The mechanical characteristic of the linea alba which has more transverse fiber and lower compliance and higher stiffness and higher stresses at the infraumbilical part of the female linea alba are conductive to the lateral transfer of force. When TrA contracts, the force generated by TrA is transferred to the linea alba , and the outward contraction force increases the tension of the linea alba. The high tension of the linea alba and dorsal sheath push the rectus abdominis closer to the midline, shortening the transverse diameter of the abdomen and is better for the transfer of force [20,32-33].

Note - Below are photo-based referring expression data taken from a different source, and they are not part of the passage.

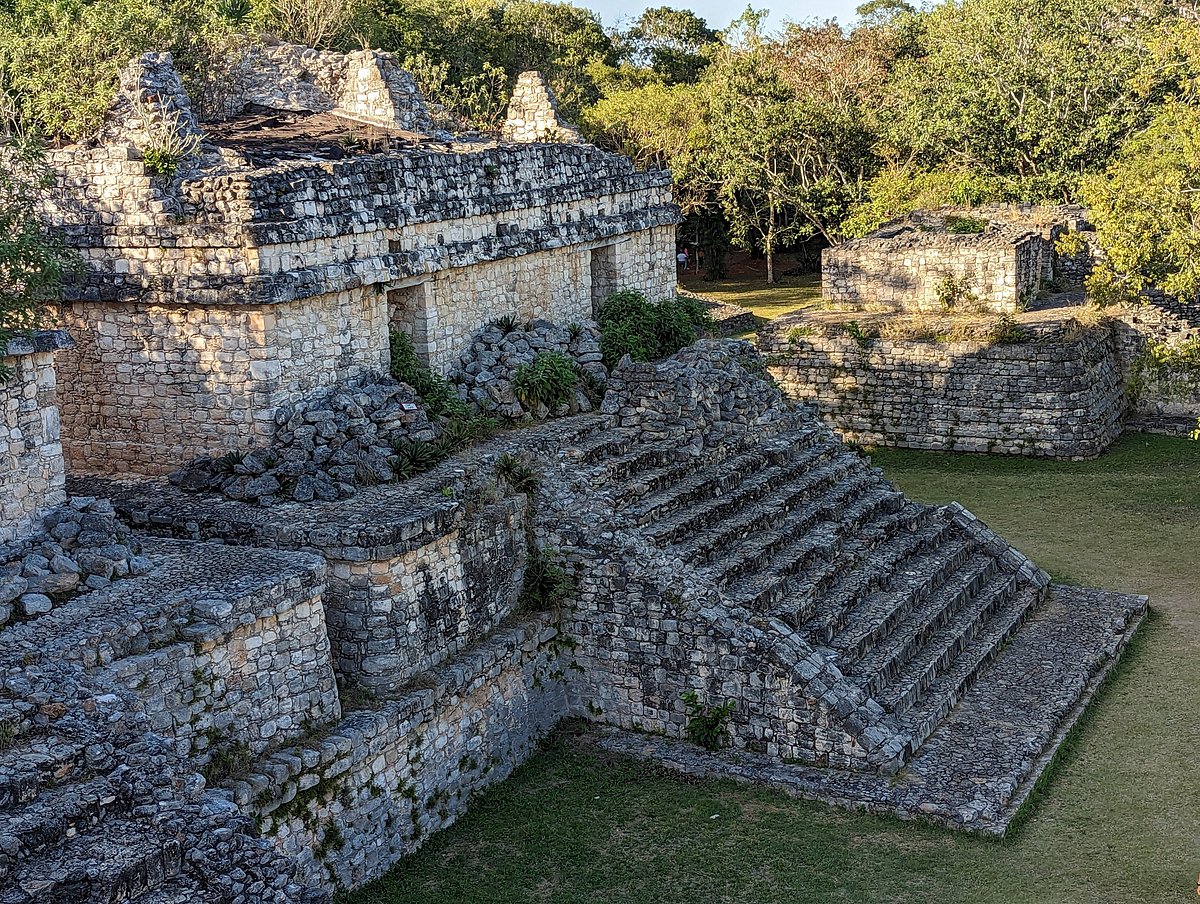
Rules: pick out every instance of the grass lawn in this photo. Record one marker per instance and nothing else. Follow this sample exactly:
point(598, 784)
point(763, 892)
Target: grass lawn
point(751, 291)
point(1120, 821)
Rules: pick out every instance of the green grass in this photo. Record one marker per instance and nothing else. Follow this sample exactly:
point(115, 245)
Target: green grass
point(791, 293)
point(1117, 821)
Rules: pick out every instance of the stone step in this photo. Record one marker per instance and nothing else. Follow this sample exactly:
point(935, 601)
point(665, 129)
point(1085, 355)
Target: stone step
point(778, 513)
point(966, 630)
point(115, 863)
point(699, 486)
point(773, 556)
point(53, 816)
point(906, 563)
point(658, 467)
point(40, 762)
point(775, 488)
point(600, 445)
point(941, 695)
point(904, 621)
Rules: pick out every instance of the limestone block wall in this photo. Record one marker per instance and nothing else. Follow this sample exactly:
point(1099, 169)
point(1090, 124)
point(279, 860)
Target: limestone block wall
point(533, 113)
point(31, 470)
point(562, 286)
point(252, 672)
point(148, 387)
point(381, 782)
point(225, 646)
point(1055, 396)
point(1164, 389)
point(901, 269)
point(397, 611)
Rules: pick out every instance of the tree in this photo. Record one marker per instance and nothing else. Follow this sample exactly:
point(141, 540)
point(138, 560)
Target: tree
point(1146, 205)
point(757, 154)
point(31, 257)
point(1035, 91)
point(673, 43)
point(59, 59)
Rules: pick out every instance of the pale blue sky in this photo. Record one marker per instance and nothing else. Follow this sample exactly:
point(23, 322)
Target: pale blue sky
point(720, 13)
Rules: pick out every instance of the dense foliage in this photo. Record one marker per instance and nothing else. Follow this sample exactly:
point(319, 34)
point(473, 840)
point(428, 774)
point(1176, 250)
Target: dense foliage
point(31, 258)
point(648, 330)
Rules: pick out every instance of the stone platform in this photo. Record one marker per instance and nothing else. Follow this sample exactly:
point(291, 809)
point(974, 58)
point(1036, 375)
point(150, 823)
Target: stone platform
point(978, 768)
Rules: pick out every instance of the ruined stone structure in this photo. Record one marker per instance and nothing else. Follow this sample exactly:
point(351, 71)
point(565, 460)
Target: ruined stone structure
point(1060, 393)
point(918, 264)
point(276, 262)
point(267, 701)
point(31, 473)
point(1049, 388)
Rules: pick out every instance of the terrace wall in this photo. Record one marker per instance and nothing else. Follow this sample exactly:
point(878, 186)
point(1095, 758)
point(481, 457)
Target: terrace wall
point(31, 470)
point(1055, 396)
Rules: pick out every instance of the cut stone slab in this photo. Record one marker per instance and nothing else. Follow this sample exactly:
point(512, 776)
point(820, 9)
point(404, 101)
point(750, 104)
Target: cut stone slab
point(979, 766)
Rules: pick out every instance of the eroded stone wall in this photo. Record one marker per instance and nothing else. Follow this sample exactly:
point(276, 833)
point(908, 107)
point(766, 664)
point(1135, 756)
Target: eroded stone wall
point(1055, 395)
point(348, 806)
point(906, 269)
point(150, 387)
point(397, 612)
point(1158, 341)
point(31, 471)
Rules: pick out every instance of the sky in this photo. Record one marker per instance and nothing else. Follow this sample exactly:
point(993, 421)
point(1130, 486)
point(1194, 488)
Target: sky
point(720, 13)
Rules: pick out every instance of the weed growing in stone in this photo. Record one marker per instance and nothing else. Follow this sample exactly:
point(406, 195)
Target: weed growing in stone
point(517, 474)
point(707, 724)
point(547, 381)
point(646, 330)
point(436, 391)
point(861, 334)
point(546, 584)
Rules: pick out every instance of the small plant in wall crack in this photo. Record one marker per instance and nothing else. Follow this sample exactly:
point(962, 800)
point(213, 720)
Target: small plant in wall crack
point(517, 474)
point(546, 584)
point(708, 724)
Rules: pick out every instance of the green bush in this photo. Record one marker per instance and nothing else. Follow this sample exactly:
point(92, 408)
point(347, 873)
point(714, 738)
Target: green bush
point(436, 391)
point(546, 584)
point(547, 381)
point(965, 225)
point(707, 725)
point(646, 331)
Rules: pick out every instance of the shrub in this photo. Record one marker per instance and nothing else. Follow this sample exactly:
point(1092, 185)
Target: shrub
point(633, 324)
point(965, 225)
point(436, 391)
point(546, 584)
point(547, 381)
point(1007, 331)
point(414, 456)
point(863, 335)
point(955, 293)
point(33, 258)
point(521, 477)
point(707, 725)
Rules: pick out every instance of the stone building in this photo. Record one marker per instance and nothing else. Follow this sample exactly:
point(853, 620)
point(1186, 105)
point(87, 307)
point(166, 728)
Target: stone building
point(994, 259)
point(210, 699)
point(31, 472)
point(322, 210)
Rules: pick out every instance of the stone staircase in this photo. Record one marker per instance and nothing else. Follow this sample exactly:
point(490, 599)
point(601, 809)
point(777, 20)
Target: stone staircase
point(909, 602)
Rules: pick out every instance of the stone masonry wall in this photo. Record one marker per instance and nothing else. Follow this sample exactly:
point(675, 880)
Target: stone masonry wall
point(1164, 393)
point(901, 269)
point(1055, 396)
point(394, 614)
point(352, 803)
point(31, 471)
point(149, 387)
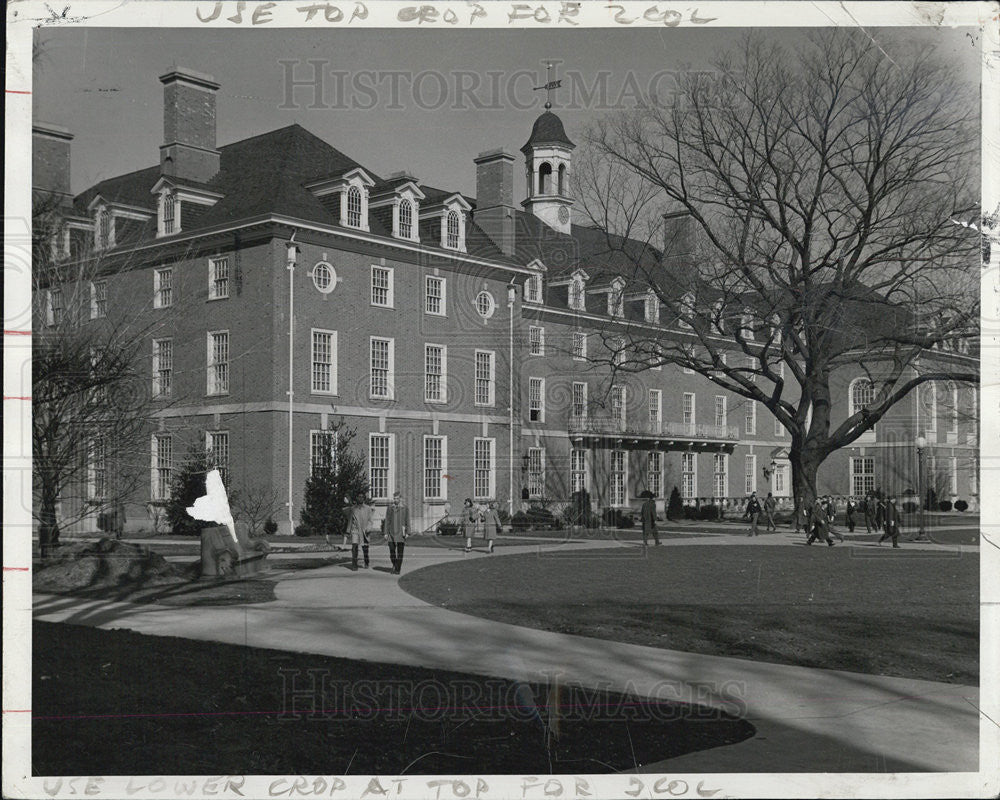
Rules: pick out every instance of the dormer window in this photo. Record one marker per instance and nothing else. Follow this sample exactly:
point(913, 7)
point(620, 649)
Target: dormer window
point(453, 225)
point(651, 307)
point(406, 219)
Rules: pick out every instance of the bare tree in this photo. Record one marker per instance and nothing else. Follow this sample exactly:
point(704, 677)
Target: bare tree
point(92, 391)
point(827, 195)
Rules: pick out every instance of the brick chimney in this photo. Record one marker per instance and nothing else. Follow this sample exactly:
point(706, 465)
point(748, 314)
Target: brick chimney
point(679, 242)
point(50, 162)
point(188, 151)
point(495, 212)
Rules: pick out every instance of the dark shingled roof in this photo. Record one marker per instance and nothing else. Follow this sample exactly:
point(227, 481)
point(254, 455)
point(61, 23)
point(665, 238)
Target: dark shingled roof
point(548, 129)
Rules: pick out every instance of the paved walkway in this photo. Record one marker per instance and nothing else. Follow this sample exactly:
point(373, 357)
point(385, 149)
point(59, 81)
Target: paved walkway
point(807, 720)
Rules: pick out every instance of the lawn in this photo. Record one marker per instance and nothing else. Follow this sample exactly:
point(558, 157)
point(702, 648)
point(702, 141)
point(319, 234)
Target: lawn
point(865, 609)
point(116, 702)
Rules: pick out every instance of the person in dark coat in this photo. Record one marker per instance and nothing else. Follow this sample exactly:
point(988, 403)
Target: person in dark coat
point(891, 523)
point(649, 519)
point(396, 528)
point(753, 513)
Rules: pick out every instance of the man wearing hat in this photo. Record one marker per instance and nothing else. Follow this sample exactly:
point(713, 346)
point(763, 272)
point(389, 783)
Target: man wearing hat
point(648, 514)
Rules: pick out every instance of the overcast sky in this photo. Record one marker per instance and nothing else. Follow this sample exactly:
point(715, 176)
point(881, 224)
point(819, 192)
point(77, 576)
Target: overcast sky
point(102, 85)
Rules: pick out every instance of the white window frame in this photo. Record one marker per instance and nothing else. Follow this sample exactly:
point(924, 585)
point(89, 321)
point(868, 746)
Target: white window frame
point(314, 387)
point(98, 304)
point(390, 387)
point(160, 291)
point(212, 386)
point(441, 469)
point(159, 389)
point(536, 340)
point(219, 287)
point(491, 478)
point(443, 284)
point(390, 468)
point(750, 472)
point(442, 376)
point(536, 410)
point(389, 288)
point(490, 379)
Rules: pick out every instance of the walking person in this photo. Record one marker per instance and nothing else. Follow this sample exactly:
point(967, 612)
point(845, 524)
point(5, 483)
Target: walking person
point(849, 511)
point(819, 526)
point(891, 523)
point(469, 519)
point(357, 529)
point(491, 524)
point(648, 513)
point(753, 513)
point(396, 528)
point(770, 504)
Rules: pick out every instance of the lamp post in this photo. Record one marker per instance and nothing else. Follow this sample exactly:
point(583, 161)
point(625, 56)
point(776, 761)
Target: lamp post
point(921, 443)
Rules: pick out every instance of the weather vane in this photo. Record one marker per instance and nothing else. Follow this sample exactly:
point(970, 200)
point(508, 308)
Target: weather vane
point(550, 85)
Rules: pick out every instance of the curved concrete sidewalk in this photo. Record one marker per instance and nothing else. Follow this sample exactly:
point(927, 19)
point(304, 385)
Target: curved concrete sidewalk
point(807, 720)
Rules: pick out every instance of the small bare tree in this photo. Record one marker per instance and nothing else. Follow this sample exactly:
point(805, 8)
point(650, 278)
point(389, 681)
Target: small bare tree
point(828, 194)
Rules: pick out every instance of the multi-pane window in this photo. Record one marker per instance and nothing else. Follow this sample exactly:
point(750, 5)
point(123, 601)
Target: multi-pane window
point(484, 469)
point(218, 362)
point(533, 289)
point(324, 362)
point(354, 207)
point(536, 340)
point(98, 299)
point(98, 469)
point(579, 410)
point(687, 409)
point(435, 366)
point(452, 230)
point(485, 378)
point(619, 477)
point(381, 368)
point(536, 471)
point(536, 399)
point(163, 367)
point(169, 213)
point(720, 483)
point(382, 287)
point(163, 456)
point(720, 410)
point(217, 450)
point(655, 410)
point(750, 473)
point(862, 475)
point(380, 465)
point(618, 406)
point(163, 288)
point(434, 466)
point(434, 295)
point(322, 450)
point(689, 475)
point(654, 472)
point(218, 278)
point(577, 470)
point(406, 219)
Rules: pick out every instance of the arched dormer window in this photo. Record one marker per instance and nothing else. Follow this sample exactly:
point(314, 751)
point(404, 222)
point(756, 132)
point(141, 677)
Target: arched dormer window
point(545, 178)
point(533, 289)
point(452, 233)
point(354, 207)
point(406, 219)
point(861, 394)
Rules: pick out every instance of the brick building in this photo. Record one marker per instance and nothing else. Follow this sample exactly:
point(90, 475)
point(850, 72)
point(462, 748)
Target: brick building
point(289, 285)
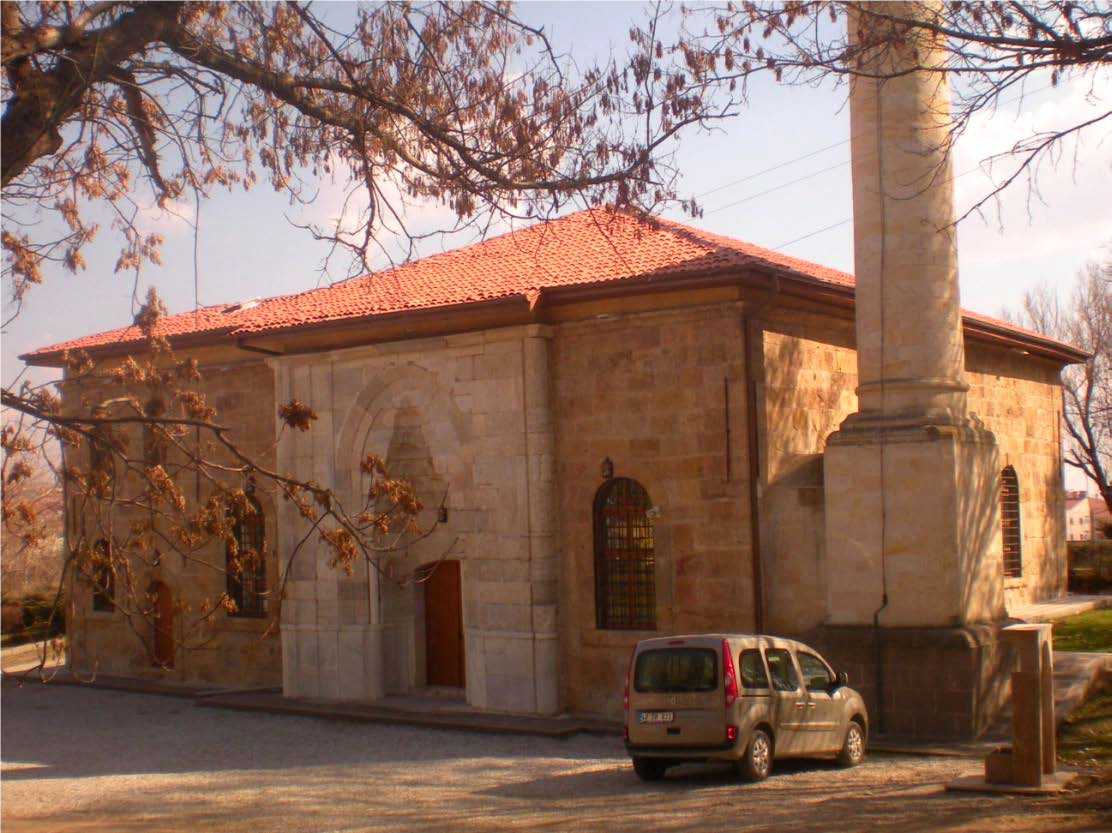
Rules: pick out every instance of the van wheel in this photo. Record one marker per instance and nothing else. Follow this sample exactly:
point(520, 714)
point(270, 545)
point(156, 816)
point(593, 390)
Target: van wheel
point(853, 750)
point(649, 769)
point(757, 761)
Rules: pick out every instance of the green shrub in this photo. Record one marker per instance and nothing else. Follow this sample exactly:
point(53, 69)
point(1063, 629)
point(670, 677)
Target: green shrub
point(31, 618)
point(1090, 565)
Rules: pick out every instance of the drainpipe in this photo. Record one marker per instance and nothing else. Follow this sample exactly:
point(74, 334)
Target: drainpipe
point(879, 662)
point(751, 424)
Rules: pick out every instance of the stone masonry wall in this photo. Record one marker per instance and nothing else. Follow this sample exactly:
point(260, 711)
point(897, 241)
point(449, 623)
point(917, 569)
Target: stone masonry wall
point(810, 375)
point(220, 648)
point(648, 390)
point(466, 418)
point(1020, 399)
point(806, 390)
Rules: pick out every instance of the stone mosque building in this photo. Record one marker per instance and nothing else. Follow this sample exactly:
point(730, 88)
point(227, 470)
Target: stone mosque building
point(626, 424)
point(638, 428)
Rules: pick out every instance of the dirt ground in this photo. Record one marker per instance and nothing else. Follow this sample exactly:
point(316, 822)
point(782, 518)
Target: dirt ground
point(80, 760)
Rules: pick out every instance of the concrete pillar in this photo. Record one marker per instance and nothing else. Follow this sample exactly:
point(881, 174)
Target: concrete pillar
point(910, 353)
point(911, 479)
point(544, 565)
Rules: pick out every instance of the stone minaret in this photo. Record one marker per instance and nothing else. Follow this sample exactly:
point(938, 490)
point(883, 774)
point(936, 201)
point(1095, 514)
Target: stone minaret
point(912, 529)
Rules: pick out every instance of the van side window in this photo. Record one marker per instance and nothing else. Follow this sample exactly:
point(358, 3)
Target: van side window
point(782, 670)
point(753, 673)
point(815, 673)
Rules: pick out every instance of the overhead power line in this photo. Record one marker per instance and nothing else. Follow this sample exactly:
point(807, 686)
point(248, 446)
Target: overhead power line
point(770, 170)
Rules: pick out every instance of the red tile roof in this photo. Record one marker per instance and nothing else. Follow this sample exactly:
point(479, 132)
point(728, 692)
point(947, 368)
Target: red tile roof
point(589, 247)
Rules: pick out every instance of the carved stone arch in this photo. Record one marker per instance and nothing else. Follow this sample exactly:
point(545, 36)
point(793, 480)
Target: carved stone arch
point(365, 428)
point(411, 408)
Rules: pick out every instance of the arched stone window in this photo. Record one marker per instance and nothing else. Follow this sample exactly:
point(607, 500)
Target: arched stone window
point(103, 578)
point(154, 444)
point(625, 561)
point(245, 562)
point(1010, 523)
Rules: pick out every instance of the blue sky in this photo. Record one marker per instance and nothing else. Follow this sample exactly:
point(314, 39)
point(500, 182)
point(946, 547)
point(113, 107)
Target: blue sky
point(755, 185)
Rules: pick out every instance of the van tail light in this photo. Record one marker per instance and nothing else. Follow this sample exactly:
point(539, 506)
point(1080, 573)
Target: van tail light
point(728, 677)
point(625, 697)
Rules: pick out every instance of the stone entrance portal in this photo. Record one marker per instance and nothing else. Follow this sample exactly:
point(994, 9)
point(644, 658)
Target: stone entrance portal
point(444, 626)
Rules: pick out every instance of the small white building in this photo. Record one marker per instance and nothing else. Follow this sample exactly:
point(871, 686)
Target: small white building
point(1085, 517)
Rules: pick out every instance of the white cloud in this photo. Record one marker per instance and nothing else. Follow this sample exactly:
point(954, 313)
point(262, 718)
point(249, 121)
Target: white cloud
point(1063, 206)
point(171, 220)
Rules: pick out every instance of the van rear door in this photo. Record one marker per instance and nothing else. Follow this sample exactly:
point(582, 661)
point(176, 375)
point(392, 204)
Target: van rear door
point(676, 696)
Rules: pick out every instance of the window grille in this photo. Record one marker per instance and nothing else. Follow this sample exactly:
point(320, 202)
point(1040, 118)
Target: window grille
point(103, 578)
point(625, 562)
point(1010, 523)
point(246, 565)
point(154, 445)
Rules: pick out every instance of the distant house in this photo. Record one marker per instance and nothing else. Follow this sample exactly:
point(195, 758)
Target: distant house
point(1086, 518)
point(626, 422)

Pathological features of linea alba in patients with DRA
Among women without DRA, the semi-curl up resulted in progressively higher stiffness but no distortion in the linea albat. This is likely because the intact linea alba is taut due to the tensile forces generated by the muscles of the lateral abdominal wall. In contrast, among women with DRA the linea alba distorted along its length and did not become stiffer during the semi-curl-up [34], but rather experienced narrowing of the inter rectus distance [20]. These results suggest that there are both morphological and mechanical alterations in the linea alba among women with DRA. In patients with mild DRA, those generated high stiffness in their linea alba during the semi-curl-up task had values similar to those seen in women without DRA.These data suggest that we may be able to predict functional impairments based on a combination of inter rectus distance, linea alba stiffness and/or linea alba distortion [34]. The Contraction of the TrA increased inter-rectus distanc, and no obvious distortion of the linea alba is observed. It can be seen that Contraction of the TrA improved the tension the linea alba [39]. These results suggest that TrA is unable to produce effective force and transfer, resulting in a widened linea alba, reduced tension, and obvious distortion among women with DRA. These are the pathological features of DRA. In rehabilitation exercise, reducing the distortion of the linea alba might be the goal. Since the tension of the linea alba is maintained by the TrA, the main exercise goal for DRA is strengthen the TrA [40].